HARRISBURG PA – First-time campers who don’t know the difference between a tent peg and a portable toilet can get significant help with a camping vacation at selected Pennsylvania parks for a second consecutive year, thanks to a partnership between the state Department of Conservation and Natural Resources and sporting goods retailer Gander Mountain, department representatives said Wednesday (May 16, 2012).
They can get all the needed gear and a reservation for two nights at a participating state park for just $20.
“You can’t beat this offer as far as the cost,” department Secretary Richard Allan noted, as well as “the opportunity to enjoy many other activities at our state parks such as hiking and fishing, and a park staffer will even help you set up camp.”
Nineteen parks around the state are participating:
- Black Moshannon, Centre County;
- Caledonia, Franklin County;
- Chapman, Warren County;
- Colonel Denning, Cumberland County;
- Cook Forest/Clear Creek, Clarion and Jefferson counties;
- Gifford Pinchot, York County;
- Hills Creek, Tioga County;
- Keystone, Westmoreland County;
- Lackawanna, Lackawanna County;
- Laurel Hill, Somerset County;
- Little Pine, Lycoming County;
- Locust Lake, Schuylkill County;
- Ole Bull, Potter County;
- Parker Dam, Clearfield County;
- Promised Land, Pike County;
- Pymatuning, Crawford County;
- R.B. Winter, Union County;
- Ryerson Station, Greene County; and
- Sinnemahoning, Cameron and Potter counties.
Reservations must be made by calling park offices directly. The program runs from Memorial Day weekend through the summer.

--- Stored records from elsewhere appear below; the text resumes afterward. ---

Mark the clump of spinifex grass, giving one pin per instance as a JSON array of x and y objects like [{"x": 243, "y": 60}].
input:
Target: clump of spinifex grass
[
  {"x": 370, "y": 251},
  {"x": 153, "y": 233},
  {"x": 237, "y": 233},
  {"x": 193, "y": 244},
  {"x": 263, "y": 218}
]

The gear provided for use by Gander Mountain is a four-person tent; rain tarp; four sleeping pads; four camp chairs; flashlight; lantern; camp stove; and four hot dog/marshmallow sticks. It must be returned upon departure. Participants must bring their own food, cooking utensils and bedding. Suggested packing lists will be provided.
Almost 500 people experienced camping in a state park for the first time during the program’s first year. More than half of those who took a survey said they had never before visited a Pennsylvania state park.